The hashtag itself is not divisive. And the all-lives-matter statement has been one of the most often used distractions in the movement. If I went to a
You must have faith in the mechanics of governance, if not in the people who occupy it now, because you’re running for mayor of Baltimore. You think the system can work even if it doesn’t now?
Yes; I think that protest in and of itself is an inherently political act. People push the system because they know the bearing that it has on people’s lives.
You’re also one of the people behind the website We the Protesters, which is about protest, about how to protest, and almost a map, a guidebook for bringing issues to public attention.
Yes. We the Protesters and Campaign Zero, which is about policy platforms, what we wanted to do with We the Protesters way back when we made it was to create a space where people could find the chance in the videos and the posters, if they wanted, to create these types of spaces. And then, what we do with Campaign Zero is help people to see exactly from a policy standpoint how the world can change to be in honor of people as opposed to against their lives.
At any point do you see an end for the need for this kind of protest, when principal demands are met, when there are people like you and your protest colleagues in positions of authority?

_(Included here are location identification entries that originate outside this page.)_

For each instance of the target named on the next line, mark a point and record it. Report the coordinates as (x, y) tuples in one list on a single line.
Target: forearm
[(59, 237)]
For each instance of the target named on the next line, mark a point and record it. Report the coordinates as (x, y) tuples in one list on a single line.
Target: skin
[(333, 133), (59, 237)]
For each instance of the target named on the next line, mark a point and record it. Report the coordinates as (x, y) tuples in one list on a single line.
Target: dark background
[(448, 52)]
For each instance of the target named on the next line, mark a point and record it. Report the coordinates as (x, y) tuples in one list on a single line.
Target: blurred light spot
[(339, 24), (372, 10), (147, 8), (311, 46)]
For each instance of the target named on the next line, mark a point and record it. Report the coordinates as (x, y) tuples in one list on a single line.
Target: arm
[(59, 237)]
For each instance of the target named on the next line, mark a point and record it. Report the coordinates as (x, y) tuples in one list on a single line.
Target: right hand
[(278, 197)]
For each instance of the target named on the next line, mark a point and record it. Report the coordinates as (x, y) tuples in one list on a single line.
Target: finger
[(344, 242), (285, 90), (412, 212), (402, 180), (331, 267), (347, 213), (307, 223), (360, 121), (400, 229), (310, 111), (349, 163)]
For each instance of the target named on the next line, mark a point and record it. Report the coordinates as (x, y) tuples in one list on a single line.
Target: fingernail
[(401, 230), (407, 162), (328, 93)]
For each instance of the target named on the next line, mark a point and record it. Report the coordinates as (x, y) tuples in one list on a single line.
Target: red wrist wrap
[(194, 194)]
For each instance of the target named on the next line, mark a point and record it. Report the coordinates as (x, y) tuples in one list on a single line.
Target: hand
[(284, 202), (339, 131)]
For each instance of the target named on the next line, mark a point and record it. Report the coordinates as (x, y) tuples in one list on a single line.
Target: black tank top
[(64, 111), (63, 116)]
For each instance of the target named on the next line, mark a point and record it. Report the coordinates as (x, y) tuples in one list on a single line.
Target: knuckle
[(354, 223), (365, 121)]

We shouldn't have to protest. That should not be part of how people have to go do the world. I think that part of what it means to be a democracy, though, is that people should and can and must challenge their government to live up to its commitments and to do right by people. So I think that the movement started around issues of police violence and accountability. I'm sure that in a few years, there are other issues that people are going to organize and mobilize around. I think that is what keeps the government honest, if it is honest at all.
Your famous blue Patagonia vest has its own Twitter account and recently posted that it smells of "struggle, tear gas and liberation." What's with the vest?
You know, it's cold -- that's what is with the vest. It makes me feel safe. It's completely irrational. I think about Baltimore, I had a death threat at the movie theatre and they evacuated the movie theatre. I wasn't nervous at all. The vest just makes me feel safe. It's not bulletproof, it's a regular Patagonia vest, but I love it.
It's original? You don't have a backup?
Just the one vest to rule them all – just one vest.
I hadn't taken you for a "Lord of the Rings" man.
I'm happy that you got the reference. Some people, they completely miss it, but I appreciate that you got it.
Would you have any books you would recommend to people who are listening to or reading this to understand what you're about, and where you think the country should be paying attention?
Michelle Alexander's "The New Jim Crow" is important for people. D. Watkins' "The Beast Side" is a very different book from Michelle's and also really important. And then "Just Mercy" by Brian Stevenson is a powerful read.
Now to bring the conversation back to where it began, to Rodney King, the beating on video 25 years ago. The year after that, in the riots that ensued, Rodney King came out and said, "I just want to say, you know, can we all get along? Can we, can we get along?" That wasn't a rhetorical question. Can we?
You know, we all have to be willing to show up at the table. And the "we" is not just the public. The "we" is the police, the "we" is the mayor's office, the "we" is the governor's office, the "we" are gun manufacturers. So yes, we can. We need to be thoughtful, though, about who the "we" is and making sure everybody comes to the table and offers what they can do to make the world a place that works for people.
DeRay Mckesson, who is active in Black Lives Matter and other movements, including the website We the Protesters, now a candidate for mayor of Baltimore – thank you so much.